Jednak kilku świeckich przywódców obawia się tak szybkich wyborów prezydenckich i parlamentarnych. Obalony prezydent Hosni Mubarak przez lata tłumił wszelką działalność opozycji. Jednym liczącym się ugrupowaniem, które pozostało na scenie politycznej, jest islamskie Bractwo Muzułmańskie, które ma licznych zwolenników i jest świetnie zorganizowane.

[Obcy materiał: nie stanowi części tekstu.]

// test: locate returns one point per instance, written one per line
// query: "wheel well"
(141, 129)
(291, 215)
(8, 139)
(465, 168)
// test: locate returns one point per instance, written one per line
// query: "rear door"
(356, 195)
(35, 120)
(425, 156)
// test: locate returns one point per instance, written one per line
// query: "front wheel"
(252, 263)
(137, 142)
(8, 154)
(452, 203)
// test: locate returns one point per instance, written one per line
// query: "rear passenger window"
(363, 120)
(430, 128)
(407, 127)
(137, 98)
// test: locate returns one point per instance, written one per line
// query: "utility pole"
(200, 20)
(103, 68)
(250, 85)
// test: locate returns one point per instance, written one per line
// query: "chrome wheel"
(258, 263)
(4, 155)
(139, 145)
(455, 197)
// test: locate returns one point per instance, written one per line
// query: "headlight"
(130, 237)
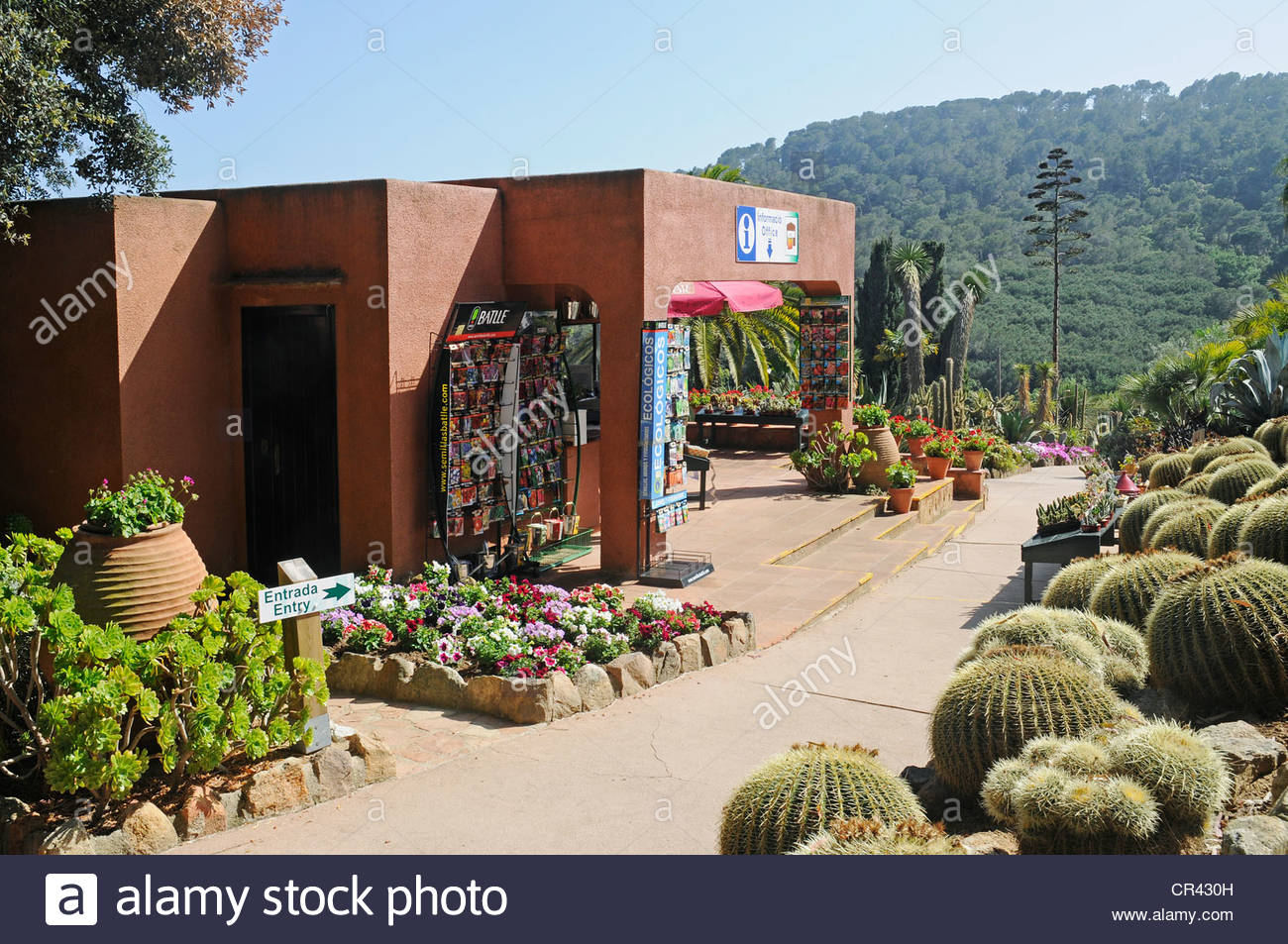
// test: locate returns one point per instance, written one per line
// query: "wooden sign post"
(301, 635)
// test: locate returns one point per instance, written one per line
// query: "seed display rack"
(825, 353)
(664, 475)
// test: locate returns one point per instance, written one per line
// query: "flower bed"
(522, 651)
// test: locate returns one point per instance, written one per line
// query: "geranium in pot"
(902, 476)
(940, 450)
(974, 443)
(130, 561)
(874, 421)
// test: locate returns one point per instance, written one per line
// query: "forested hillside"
(1181, 191)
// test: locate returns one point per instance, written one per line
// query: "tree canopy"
(69, 73)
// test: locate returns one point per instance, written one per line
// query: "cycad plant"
(911, 264)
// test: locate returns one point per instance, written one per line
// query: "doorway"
(288, 393)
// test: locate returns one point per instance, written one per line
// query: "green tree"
(911, 264)
(1055, 217)
(71, 71)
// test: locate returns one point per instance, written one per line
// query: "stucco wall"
(59, 419)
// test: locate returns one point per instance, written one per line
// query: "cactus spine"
(995, 704)
(795, 794)
(1219, 635)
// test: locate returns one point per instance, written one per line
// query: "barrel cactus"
(1070, 588)
(1170, 471)
(795, 794)
(1219, 635)
(1127, 592)
(1131, 788)
(874, 837)
(1265, 531)
(1176, 509)
(992, 706)
(1131, 526)
(1189, 530)
(1225, 532)
(1233, 481)
(1271, 485)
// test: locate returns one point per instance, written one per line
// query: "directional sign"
(307, 596)
(767, 236)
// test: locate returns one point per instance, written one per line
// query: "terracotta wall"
(445, 246)
(178, 395)
(59, 412)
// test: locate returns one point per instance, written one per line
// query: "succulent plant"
(1127, 788)
(1070, 588)
(1175, 509)
(1131, 526)
(1265, 530)
(1232, 483)
(996, 703)
(1127, 592)
(1271, 485)
(874, 837)
(1219, 635)
(1231, 447)
(1225, 532)
(1108, 649)
(795, 794)
(1196, 483)
(1190, 528)
(1170, 471)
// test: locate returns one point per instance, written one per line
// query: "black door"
(291, 452)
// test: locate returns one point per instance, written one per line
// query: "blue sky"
(434, 89)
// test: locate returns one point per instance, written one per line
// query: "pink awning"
(694, 299)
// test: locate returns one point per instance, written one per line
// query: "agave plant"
(1256, 386)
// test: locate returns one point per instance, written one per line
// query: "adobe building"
(132, 335)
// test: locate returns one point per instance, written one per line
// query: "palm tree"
(747, 346)
(977, 288)
(1022, 373)
(722, 171)
(911, 262)
(1046, 376)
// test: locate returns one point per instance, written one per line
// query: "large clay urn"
(881, 442)
(141, 582)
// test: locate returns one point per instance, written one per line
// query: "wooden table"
(1065, 546)
(704, 419)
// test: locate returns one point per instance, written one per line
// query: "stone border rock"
(532, 700)
(349, 763)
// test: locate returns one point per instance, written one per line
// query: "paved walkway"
(651, 773)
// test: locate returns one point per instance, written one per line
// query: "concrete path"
(651, 773)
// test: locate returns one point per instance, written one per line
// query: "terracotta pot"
(141, 582)
(901, 500)
(936, 467)
(881, 442)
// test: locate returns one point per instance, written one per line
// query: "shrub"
(1138, 788)
(1219, 635)
(1225, 532)
(1127, 592)
(1265, 530)
(795, 794)
(146, 500)
(1170, 471)
(1190, 530)
(1233, 481)
(1070, 588)
(1131, 526)
(874, 837)
(995, 704)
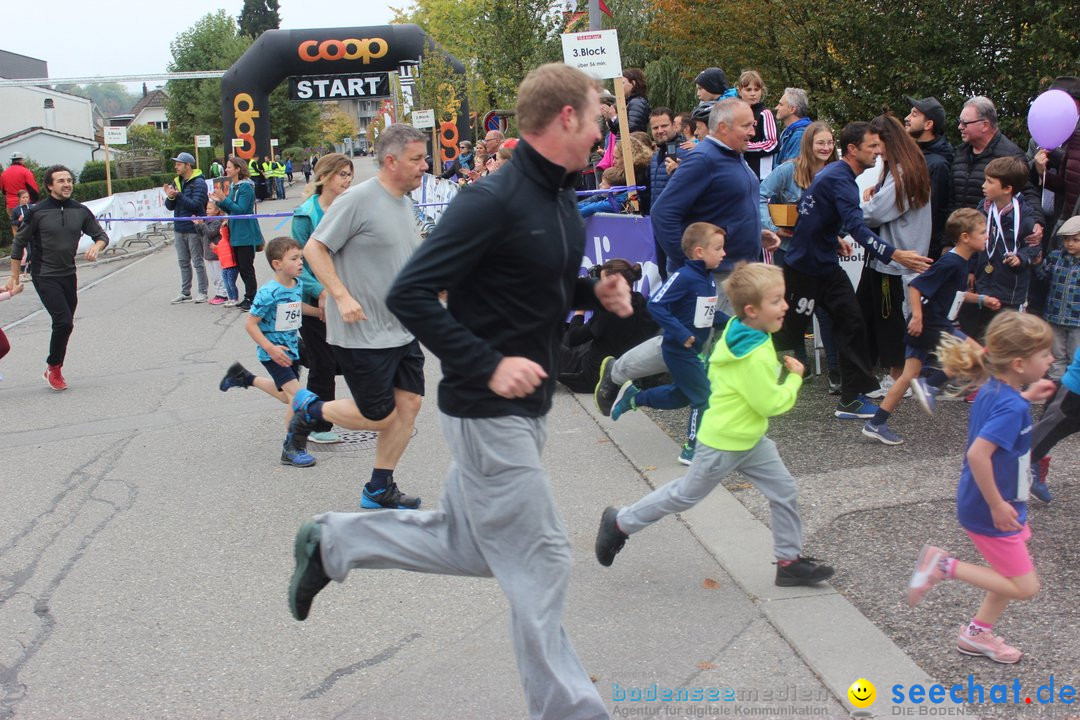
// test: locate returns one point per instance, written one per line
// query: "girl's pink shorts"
(1008, 554)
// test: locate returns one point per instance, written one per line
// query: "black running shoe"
(606, 388)
(389, 498)
(233, 378)
(804, 571)
(309, 576)
(609, 538)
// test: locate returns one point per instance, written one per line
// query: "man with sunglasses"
(981, 143)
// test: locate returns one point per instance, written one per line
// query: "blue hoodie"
(686, 306)
(827, 205)
(790, 140)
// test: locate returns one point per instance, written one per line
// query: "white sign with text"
(594, 53)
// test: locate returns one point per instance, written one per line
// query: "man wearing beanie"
(926, 124)
(712, 85)
(794, 111)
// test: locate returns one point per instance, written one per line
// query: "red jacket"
(224, 249)
(15, 178)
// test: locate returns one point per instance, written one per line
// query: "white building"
(46, 125)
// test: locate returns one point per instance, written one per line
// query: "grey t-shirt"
(370, 234)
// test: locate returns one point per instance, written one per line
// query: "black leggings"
(322, 364)
(1060, 420)
(245, 267)
(59, 297)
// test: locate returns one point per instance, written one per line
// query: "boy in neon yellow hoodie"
(744, 393)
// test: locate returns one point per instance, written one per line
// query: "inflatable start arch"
(280, 54)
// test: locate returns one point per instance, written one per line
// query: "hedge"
(85, 191)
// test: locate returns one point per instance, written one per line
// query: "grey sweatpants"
(764, 467)
(498, 518)
(188, 255)
(646, 357)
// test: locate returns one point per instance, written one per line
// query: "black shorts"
(373, 375)
(280, 374)
(881, 299)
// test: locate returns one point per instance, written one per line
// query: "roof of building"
(38, 128)
(156, 98)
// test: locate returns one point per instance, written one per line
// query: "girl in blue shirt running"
(996, 479)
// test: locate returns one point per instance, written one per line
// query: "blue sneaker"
(926, 393)
(686, 457)
(292, 453)
(233, 378)
(860, 408)
(388, 498)
(882, 433)
(624, 401)
(302, 398)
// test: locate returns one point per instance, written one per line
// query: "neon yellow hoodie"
(744, 391)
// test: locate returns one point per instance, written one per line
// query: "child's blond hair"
(1009, 336)
(748, 283)
(964, 219)
(699, 234)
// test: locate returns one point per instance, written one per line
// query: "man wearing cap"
(926, 123)
(187, 197)
(15, 178)
(794, 111)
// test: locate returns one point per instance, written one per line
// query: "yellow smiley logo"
(862, 693)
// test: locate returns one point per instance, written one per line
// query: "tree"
(194, 106)
(859, 55)
(259, 16)
(111, 98)
(336, 124)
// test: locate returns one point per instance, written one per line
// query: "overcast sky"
(131, 37)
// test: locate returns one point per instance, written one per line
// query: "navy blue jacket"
(713, 184)
(827, 205)
(191, 201)
(512, 279)
(686, 297)
(658, 171)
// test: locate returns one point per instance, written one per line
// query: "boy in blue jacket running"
(685, 308)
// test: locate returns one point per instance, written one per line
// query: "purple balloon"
(1052, 119)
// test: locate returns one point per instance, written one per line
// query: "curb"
(835, 640)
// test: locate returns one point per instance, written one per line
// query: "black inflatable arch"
(280, 54)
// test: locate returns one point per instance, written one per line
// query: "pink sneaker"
(928, 572)
(986, 643)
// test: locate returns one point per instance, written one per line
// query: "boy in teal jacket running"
(744, 393)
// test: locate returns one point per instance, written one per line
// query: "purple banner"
(626, 236)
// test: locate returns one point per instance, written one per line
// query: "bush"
(95, 171)
(86, 191)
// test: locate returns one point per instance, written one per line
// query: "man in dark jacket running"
(511, 281)
(926, 123)
(52, 230)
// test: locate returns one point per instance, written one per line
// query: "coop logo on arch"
(365, 50)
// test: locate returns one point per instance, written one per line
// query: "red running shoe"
(54, 378)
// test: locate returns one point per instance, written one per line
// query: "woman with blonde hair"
(333, 175)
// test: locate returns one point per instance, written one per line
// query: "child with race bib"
(996, 478)
(685, 308)
(274, 324)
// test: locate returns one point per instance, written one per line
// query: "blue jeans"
(188, 254)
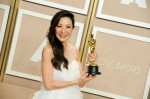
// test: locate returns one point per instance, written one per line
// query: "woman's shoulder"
(48, 49)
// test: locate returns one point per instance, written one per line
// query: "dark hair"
(58, 49)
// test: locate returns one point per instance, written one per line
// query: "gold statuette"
(92, 68)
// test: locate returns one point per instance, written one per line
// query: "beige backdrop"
(109, 48)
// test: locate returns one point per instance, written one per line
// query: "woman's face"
(63, 29)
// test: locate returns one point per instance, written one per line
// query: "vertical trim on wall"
(88, 29)
(8, 36)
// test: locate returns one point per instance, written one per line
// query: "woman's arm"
(47, 72)
(84, 76)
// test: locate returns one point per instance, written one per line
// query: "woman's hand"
(85, 78)
(91, 57)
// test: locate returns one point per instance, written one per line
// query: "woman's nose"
(63, 30)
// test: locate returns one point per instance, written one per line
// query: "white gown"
(71, 92)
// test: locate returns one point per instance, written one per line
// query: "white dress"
(71, 92)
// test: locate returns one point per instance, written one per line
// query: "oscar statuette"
(93, 68)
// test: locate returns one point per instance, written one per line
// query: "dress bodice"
(70, 74)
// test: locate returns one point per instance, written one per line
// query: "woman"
(61, 70)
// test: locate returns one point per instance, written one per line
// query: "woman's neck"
(64, 44)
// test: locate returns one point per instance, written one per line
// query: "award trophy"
(92, 68)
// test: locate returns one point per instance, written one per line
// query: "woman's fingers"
(92, 57)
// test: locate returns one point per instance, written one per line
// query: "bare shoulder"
(47, 49)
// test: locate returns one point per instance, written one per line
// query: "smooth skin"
(63, 32)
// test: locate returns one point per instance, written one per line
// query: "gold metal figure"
(92, 44)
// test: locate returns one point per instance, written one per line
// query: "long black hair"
(58, 49)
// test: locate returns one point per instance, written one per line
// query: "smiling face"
(63, 29)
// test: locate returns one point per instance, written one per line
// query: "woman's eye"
(58, 26)
(68, 27)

Ten zdelegalizowany od 1954 roku opozycyjny ruch, poinformował we wtorek, że zamierza utworzyć partię, gdy tylko w Egipcie nastanie demokracja. Wielu świeckich polityków oraz krajów Zachodnich obawia się dojścia bractwa do władzy i ewentualnej islamizacji kraju.

Szybka przebudowa

Agencja MENA podała również, że komisja ds. konstytucji powołana przez Najwyższą Radę Wojskową, ma w ciągu 10 dni przygotować nowelizację ustawy zasadniczej. Na czele komisji stoi niezależny sędzia Tarek el-Biszri. W komisji zasiada również członek Bractwa Muzułmańskiego, były deputowany do parlamentu, adwokat Sobhi Salih. Do komisji nie należy zaś żaden z prawników, którym reformę konstytucji powierzył krótko przed swym ustąpieniem prezydent Mubarak.

Nowelizacja ustawy zasadniczej dotyczyć ma przede wszystkim warunków wysuwania kandydatur w wyborach prezydenckich, ograniczenia liczby kadencji głowy państwa i nadzorowania procesu wyborczego przez wymiar sprawiedliwości. Na razie nie wiadomo, czy objęłaby również dopuszczenie międzynarodowych obserwatorów do wyborów oraz gwarancje tworzenia nowych partii politycznych. Wojskowi chcą w ciągu dwóch miesięcy zorganizować referendum, które zatwierdziłoby lub odrzuciło nowelizację.